Пока я вспоминал нашу последнюю ночь, меня опускали вниз. Уже меж отдаляющихся фигур моей семьи, снизу вверх увидел её ещё раз – ещё один мой последний взгляд коснулся любимого лица. С губ её слетало тихо одно лишь слово: «Час, – повторяла она, – час». Хотя я даже не слышал этого слова, а уловил его – во взгляде, в воздухе. Я знал, что стоит мне лишь позвать, и она пойдёт за мной. Но ей исполнился 21 год. Перед ней открывался целый мир, по которому следовало двигаться ещё очень долго. Я сказал ей: «Останься». И она снова поняла меня, поняла с полуслова, с полувзгляда, как всегда понимала.

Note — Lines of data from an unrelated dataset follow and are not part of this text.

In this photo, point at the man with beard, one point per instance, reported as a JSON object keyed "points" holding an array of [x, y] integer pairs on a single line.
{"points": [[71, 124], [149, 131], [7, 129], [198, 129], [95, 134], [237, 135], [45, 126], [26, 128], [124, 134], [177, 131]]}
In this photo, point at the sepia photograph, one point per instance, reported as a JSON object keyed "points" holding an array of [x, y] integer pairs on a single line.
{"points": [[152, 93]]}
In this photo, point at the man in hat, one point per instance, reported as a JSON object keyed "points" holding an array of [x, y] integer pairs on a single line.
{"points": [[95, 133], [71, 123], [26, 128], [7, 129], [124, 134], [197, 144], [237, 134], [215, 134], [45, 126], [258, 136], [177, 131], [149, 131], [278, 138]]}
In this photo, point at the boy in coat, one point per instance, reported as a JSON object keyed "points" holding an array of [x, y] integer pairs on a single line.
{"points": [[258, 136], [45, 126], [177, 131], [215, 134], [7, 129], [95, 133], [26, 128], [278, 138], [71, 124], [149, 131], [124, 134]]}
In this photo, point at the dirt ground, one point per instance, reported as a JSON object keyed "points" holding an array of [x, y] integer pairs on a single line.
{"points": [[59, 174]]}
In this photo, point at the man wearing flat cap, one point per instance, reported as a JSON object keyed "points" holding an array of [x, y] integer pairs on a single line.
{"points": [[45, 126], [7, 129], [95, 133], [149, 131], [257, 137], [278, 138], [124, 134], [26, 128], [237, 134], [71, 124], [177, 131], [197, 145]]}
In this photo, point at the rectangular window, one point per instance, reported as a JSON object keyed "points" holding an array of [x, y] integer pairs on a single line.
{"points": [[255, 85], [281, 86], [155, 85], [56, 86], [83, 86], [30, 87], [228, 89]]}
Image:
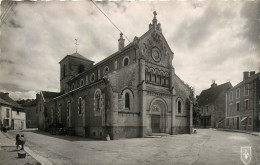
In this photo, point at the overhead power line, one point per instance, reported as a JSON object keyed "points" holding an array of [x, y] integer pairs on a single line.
{"points": [[109, 19], [7, 12]]}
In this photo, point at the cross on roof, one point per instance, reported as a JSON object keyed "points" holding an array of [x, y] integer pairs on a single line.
{"points": [[154, 13], [76, 43]]}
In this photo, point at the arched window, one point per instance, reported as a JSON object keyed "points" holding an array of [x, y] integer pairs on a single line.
{"points": [[81, 82], [64, 70], [97, 102], [167, 79], [126, 61], [81, 68], [147, 75], [153, 78], [106, 70], [127, 101], [86, 80], [80, 106], [179, 106], [92, 77]]}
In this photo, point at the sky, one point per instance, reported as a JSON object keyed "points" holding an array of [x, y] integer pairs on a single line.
{"points": [[210, 40]]}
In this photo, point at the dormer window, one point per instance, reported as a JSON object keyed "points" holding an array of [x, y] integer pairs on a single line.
{"points": [[81, 82], [106, 70], [92, 77], [64, 70], [126, 61], [81, 68]]}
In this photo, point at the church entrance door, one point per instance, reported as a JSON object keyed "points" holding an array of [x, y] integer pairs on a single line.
{"points": [[155, 123]]}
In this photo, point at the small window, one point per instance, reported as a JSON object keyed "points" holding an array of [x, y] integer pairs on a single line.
{"points": [[179, 106], [92, 77], [7, 112], [64, 70], [231, 96], [249, 121], [106, 70], [127, 101], [86, 80], [81, 82], [230, 108], [238, 93], [238, 106], [246, 104], [81, 68], [227, 122], [246, 89], [68, 108], [80, 106], [126, 61], [115, 64]]}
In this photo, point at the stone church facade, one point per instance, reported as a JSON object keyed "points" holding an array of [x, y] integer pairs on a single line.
{"points": [[134, 92]]}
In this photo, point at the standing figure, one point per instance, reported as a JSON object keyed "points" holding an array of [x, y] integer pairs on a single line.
{"points": [[21, 141]]}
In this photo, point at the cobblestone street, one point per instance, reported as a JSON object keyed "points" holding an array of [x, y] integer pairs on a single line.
{"points": [[207, 147]]}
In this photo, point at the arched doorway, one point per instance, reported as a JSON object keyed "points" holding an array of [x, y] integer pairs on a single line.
{"points": [[158, 109]]}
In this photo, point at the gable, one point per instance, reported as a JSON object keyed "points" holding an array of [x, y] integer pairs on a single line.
{"points": [[155, 49]]}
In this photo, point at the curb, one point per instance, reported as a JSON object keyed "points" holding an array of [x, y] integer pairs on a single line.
{"points": [[239, 131], [40, 159]]}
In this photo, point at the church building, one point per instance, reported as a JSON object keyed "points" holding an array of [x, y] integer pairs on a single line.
{"points": [[134, 92]]}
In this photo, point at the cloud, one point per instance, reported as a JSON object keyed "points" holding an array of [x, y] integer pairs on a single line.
{"points": [[206, 39]]}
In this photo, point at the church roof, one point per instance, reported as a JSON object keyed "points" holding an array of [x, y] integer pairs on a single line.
{"points": [[2, 101], [79, 56], [249, 79], [6, 98], [49, 95], [210, 95], [76, 55]]}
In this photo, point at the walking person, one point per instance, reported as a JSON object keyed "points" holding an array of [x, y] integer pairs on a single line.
{"points": [[20, 141]]}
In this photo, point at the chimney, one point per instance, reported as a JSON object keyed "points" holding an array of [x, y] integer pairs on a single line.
{"points": [[213, 84], [252, 73], [246, 75], [121, 42]]}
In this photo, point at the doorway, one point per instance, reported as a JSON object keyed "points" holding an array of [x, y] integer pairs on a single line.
{"points": [[237, 122], [155, 123]]}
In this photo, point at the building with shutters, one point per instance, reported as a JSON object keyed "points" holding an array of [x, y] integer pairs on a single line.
{"points": [[243, 103], [134, 92]]}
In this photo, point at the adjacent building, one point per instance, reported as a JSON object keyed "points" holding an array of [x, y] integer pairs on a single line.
{"points": [[211, 103], [243, 103], [31, 112], [134, 92], [12, 114], [44, 115]]}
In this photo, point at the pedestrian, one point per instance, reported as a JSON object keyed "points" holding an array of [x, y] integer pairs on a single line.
{"points": [[21, 141], [16, 139], [1, 127], [108, 137]]}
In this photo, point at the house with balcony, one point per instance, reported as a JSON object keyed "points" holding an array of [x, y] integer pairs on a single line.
{"points": [[211, 103], [243, 103]]}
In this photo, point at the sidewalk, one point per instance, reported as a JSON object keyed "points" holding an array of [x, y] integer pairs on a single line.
{"points": [[7, 140], [9, 153], [240, 131]]}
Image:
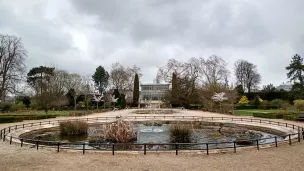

Потом её скрыли от моего взгляда, потом я оказался где-то далеко внизу, потом послышался знакомый с детства шум земли и камня. А потом наступила тишина. И чувствовался лишь густой аромат цветов, который распространился между мной и землёй, вокруг и внутри нас. После я растворялся в мыслях о ней, пытался вспоминать, вести счёт месяцам и дням. Но лишь пару недель крутился в голове этот календарь. Так проходили дни, месяцы, даже годы… И тогда я вспомнил о тех словах, которые не произнёс для неё когда-то. И они, запоздалые, тянущей болью залегли в моей груди.

А однажды я вновь увидел небо. Кладбище перекопали, и теперь на его месте был сад: деревья, трава, цветы. И возликовал, обрадовался, что теперь я наверняка отыщу её здесь и отдам то, что должно быть с ней навсегда… Но её не было. Вокруг раскачивались другие прекрасные цветы, незнакомые мне, сияло солнце, а её не было. Я понял, что оставался под землёй целую сотню лет. А она сейчас, наверное, стала травой, цветком или колосом пшеницы, созревающей неизвестно в каких далёких полях. Я готов был обойти весь свет ради того, чтобы разыскать её. Но я был всего лишь цветком. И когда попытался вырваться из земли, чтобы пойти к ней, броситься к её ногам, мои корни оголились, стебель надломился, листья, взывавшие к небу, опали… Я снова умер. Умер в последний раз. И когда опять превратился в земную пыль, лишь тогда я понял, почему цветы умирают рано. Все они были людьми когда-то, и поднимаясь из-под земли, они продолжают искать кого-то. А не находя, умирают снова, в последний раз. А ещё я понял, что ничего в этом мире нельзя отыскать и обрести дважды. И потому мне хотелось кричать всем цветам вокруг напоследок: «Не теряйте! Не теряйте, ибо уже никогда не сможете найти!» Но силы мои были на исходе, поэтому вырвался из груди не крик, а лишь едва уловимый шёпот…

Эти строки были написаны для одной-единственной девушки, которую я любил и которую не смог найти, чтобы поведать ей о своей любви. А потому я отдаю их вам, люди, – тем, которые всегда теряют то, что больше всего было дорого.